I’m a clinical psychologist, and my co-author, Steve, is a medical doctor at Stanford University. Like millions of people, we have digital assistants (e.g. Amazon Alexa, Google Home or Apple HomePod) in our homes. We use them to play music, to decide if we need an umbrella and to order pizza. But thinking about our patients, and the cases of sexual assault that have come to light in the news media recently, we can’t help but wonder what happens when the stakes are higher. What happens when a survivor of sexual assault says, “Alexa, I was raped”?
Though perhaps surprising, many people do indeed ask home digital assistants about mental-health problems and assault. To the credit of their manufacturers, most will reply with a crisis hotline. This is a step in the right direction but leaves important privacy questions unanswered. First, we don’t know what is being recorded from devices that are always listening. Second, if there are recordings, we don’t know if they are saved. Third, if they are saved, we don’t know who will have access in the future. The issue is muddled further if a minor is involved.
As psychologists and doctors, we hear from our patients about their histories of sexual assault. After mustering the courage to share something so sensitive, patients can rely on established laws to protect their privacy. We document their accounts in the electronic medical record, which the patient or law enforcement can use later. In contrast, if a digital assistant learns about an assault, it is unclear what a user should expect to be saved or shared. If a sexual-assault survivor discloses to a digital assistant, no established procedures dictate what information will be available later if the survivor, authorities or even advertisers want it.

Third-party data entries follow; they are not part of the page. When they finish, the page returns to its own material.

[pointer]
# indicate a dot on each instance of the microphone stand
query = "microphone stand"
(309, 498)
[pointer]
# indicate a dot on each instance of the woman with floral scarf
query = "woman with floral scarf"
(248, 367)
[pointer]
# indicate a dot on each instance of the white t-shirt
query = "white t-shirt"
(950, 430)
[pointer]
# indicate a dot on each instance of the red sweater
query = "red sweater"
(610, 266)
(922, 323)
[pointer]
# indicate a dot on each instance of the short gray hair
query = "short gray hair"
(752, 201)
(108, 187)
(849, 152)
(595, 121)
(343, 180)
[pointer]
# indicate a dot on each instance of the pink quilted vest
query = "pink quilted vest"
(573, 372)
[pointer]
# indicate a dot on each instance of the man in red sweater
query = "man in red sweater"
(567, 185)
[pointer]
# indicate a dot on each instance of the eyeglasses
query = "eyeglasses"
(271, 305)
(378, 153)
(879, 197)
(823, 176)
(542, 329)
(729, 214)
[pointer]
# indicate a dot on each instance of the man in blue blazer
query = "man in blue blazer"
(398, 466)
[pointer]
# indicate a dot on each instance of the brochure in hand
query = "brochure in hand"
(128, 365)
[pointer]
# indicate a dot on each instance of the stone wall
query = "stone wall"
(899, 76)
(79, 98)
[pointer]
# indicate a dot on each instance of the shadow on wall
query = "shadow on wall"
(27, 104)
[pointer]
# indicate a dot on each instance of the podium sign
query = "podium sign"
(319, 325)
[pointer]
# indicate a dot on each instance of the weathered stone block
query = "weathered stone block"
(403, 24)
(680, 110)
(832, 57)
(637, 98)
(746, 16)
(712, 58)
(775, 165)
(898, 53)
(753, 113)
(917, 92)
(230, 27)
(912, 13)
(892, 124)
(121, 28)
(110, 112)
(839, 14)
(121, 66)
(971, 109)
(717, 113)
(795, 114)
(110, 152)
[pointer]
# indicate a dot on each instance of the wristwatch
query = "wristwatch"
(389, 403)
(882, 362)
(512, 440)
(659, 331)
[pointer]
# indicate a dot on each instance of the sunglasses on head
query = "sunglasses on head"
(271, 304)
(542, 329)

Even so, it is likely that traumatized survivors will continue to confide in their digital assistants. Studies have shown that, surprisingly, many feel more comfortable disclosing sensitive information to a machine than to people. A machine doesn’t judge, and survivors can ask for help in the privacy of their own homes without the unpredictable consequences of confiding in people. Moreover, similar research underlines the emotional benefits of disclosing traumatic personal experiences, and hearing a supportive response can feel good even if it comes from a machine.
Transparency and empowerment are crucial steps in healing sexual assault’s interpersonal wounds, and those same principles must also inform a policy response to digitally recorded sexual-assault inquiries. Companies should be transparent as to how often people disclose sexual assaults to digital assistants, in aggregate to avoid sacrificing individual privacy. When digital assistants are told about a sexual assault, companies should tell users which data, if any, will be saved (e.g. location, audio recording) and what special privacy protections will be employed. Lastly, users should know whether they can rely on any saved data being shared at their request during a subsequent criminal or civil investigation.
Technology companies can’t do this alone. They should work to empower survivor-advocacy groups to establish transparent best practices for data storage and sharing. They should also work with law enforcement authorities and policymakers. We propose a federal commission, led by the FCC (which helped launch the 911 emergency line), in collaboration with industry stakeholders and advocacy groups, with two aims. First, to solicit public comment on the appropriateness of common standards for digital assistants and sensitive conversations, such as sexual assault. Second, to generate specific technical and policy recommendations for digital assistants to identify and protect sensitive disclosures.
This issue is not going away, as more and more devices will no doubt collect increasing amounts of the most personal data. Sexual assault is only one example of the kind of sensitive information that we would all want protected properly. Future survivors deserve clear rules and better designs that minimize harm and leverage the benefits of a new age in which our devices are always listening.